Morgan then compared the matter with how CBP is currently dealing with the novel coronavirus, saying that there is additional questioning of travelers who are from Wuhan, China, the epicenter of the global health emergency. “It was the same thing with the threat that was posed from Iran based on the totality of the circumstances,” he asserted. “I would say in that one instance, leadership just got a little overzealous and we corrected that right away.”
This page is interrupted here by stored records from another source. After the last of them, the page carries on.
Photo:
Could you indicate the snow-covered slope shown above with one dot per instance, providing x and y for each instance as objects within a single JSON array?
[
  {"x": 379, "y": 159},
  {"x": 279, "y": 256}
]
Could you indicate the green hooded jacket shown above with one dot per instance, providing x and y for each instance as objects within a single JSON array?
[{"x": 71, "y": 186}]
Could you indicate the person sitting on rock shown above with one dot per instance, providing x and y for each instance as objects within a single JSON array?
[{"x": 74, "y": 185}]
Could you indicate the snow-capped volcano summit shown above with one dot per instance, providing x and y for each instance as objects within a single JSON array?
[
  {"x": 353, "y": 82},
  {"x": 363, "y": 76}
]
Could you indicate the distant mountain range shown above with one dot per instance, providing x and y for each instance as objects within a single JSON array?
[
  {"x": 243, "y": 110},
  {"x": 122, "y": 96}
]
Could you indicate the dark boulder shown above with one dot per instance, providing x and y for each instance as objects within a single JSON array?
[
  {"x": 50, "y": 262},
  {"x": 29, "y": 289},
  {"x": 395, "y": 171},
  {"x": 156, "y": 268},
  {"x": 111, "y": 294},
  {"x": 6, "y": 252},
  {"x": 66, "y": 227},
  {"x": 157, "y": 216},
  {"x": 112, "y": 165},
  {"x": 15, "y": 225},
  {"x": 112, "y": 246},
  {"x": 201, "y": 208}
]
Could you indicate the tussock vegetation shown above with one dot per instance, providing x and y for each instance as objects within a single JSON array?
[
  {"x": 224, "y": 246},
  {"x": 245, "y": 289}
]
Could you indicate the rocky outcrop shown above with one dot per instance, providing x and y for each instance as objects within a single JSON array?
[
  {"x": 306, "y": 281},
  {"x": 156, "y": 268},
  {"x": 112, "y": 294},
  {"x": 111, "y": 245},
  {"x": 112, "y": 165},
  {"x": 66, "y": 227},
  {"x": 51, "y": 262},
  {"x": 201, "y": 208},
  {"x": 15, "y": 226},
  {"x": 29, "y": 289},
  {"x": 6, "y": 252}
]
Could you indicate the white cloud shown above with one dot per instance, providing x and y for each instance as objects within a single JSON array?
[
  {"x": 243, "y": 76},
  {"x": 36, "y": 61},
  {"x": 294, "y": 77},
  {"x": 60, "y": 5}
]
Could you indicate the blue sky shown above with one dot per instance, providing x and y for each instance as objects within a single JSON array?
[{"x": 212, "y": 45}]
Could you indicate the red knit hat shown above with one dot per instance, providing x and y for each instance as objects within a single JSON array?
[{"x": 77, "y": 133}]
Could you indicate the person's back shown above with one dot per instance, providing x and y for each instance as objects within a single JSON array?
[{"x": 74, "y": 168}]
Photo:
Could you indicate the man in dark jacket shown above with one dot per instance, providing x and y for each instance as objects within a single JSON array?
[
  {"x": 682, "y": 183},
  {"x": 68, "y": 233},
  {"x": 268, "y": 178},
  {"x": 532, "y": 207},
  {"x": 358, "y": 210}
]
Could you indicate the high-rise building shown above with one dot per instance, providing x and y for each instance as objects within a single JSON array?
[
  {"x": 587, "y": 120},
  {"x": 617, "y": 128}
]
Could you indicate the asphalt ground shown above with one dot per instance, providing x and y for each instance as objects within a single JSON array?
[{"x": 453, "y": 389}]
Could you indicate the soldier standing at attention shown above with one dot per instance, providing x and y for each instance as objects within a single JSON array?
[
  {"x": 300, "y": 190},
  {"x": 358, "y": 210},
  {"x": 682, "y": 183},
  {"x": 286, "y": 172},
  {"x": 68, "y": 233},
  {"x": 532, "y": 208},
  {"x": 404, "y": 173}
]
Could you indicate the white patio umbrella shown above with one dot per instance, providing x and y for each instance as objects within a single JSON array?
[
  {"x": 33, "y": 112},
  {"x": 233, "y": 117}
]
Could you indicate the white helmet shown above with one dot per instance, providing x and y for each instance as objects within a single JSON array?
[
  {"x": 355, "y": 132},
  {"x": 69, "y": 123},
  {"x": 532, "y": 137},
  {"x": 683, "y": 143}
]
Congresswoman Pramila Jayapal, who has been at the forefront of politicians criticizing CBP over the January 4-5 incidents, was not satisfied with Morgan’s explanation. On Twitter, she responded the same day by saying, “This is still not a sufficient response from CBP, and it’s deeply disturbing that it took my inquiries, a leaked memo and press reports for CBP to finally acknowledge that it inappropriately targeted Iranian-Americans at the #WA-Canada border.”
A lawsuit against CBP was filed on February 12 in the United States District Court in Seattle by the Council on American-Islamic Relations (CAIR) challenging CBP’s refusal to produce a directive issued to CBP officers to detain and interrogate Iranian-Americans on January 4 and 5. CAIR had filed a Freedom of Information Act (FOIA) request on January 8 asking the agency to produce all directives or other communications issued by CBP regarding the screening of individuals of Iranian heritage.
The agency failed to respond within a 20-day period prescribed by law. The complaint filed by CAIR cited the publication of a “purported directive” by The Northern Light on January 29 and called on the court to order CBP to immediately produce all documents and records responsive to the plaintiff’s FOIA request.